The long, hot days of August are upon us, and what better way to make the heat go away than with the time-honored tradition of curling up in front of your computer, mobile device, or TV like some sort of sentient plant? If you agree, here are three Hulu shows to check out this month.
Kindred
Kindred, the television adaptation of Octavia Butler’s classic novel pulls no punches when it comes to showing the viewers exactly how much things sucked in the past. Modern-day author and Black woman Dana James (Mallori Johnson) is living a normal life – until the day she finds herself uncontrollably sucked back into the past. Specifically, the Antebellum South.

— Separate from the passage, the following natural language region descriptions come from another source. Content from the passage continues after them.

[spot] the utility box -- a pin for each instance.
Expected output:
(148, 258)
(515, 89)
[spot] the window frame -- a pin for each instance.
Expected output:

Now, Dana must struggle to survive in a world of slavery, violence, and hate, a world where the color of her very skin makes her a target.
Superstore
If you needed a tone change after Kindred, we’ve got one for you. We’re going from a skin-crawlingly realistic depiction of the hell that was slavery and all its attendant horrors to Superstore, a wacky sitcom about employees in a big-box store.
The ensemble cast includes Honduran-American associate manager and single mother Amy Sosa (America Ferrera), business school dropout and Amy’s sort-of love interest Jonah Simms (Ben Feldman), undocumented immigrant Mateo Liwanag (Nico Santos), tyrannical store manager Dina Fox (Lauren Ash), pregnant (initially) teenager Cheyenne Lee (Nichole Sakura), and acerbic store announcer Garrett McNeill (Colton Dunn). Together, they experience all the tribulations – and hilarity – that come from working in American customer service.
Schitt’s Creek
Sill in the mood for sitcoms? We’ve got you covered. Schitt’s Creek is a hilarious story that answers the age-old question: what happens when the powerful lose their power?
After their video-store empire collapses (something all too real to former video-store owners), mogul Johnny Rose (Eugene Levy), his wife and former soap opera actress Moira (Catherine O’Hara), and his two children, son David (played by Eugene Levy’s real-life son Daniel) and daughter Alexis (Annie Murphy) are forced to move into the tiny town of Schitt’s Creek (and yes, it’s pronounced exactly the way you think it is), which they once bought as a joke.
Forced into a dingy, run-down motel, the Rose family must find a way to adapt to their drastically-changed living conditions—and get along with their new neighbors. Will they find a way to digest their big helping of humble pie? Only time will tell…
Each of these shows is streaming now on Hulu.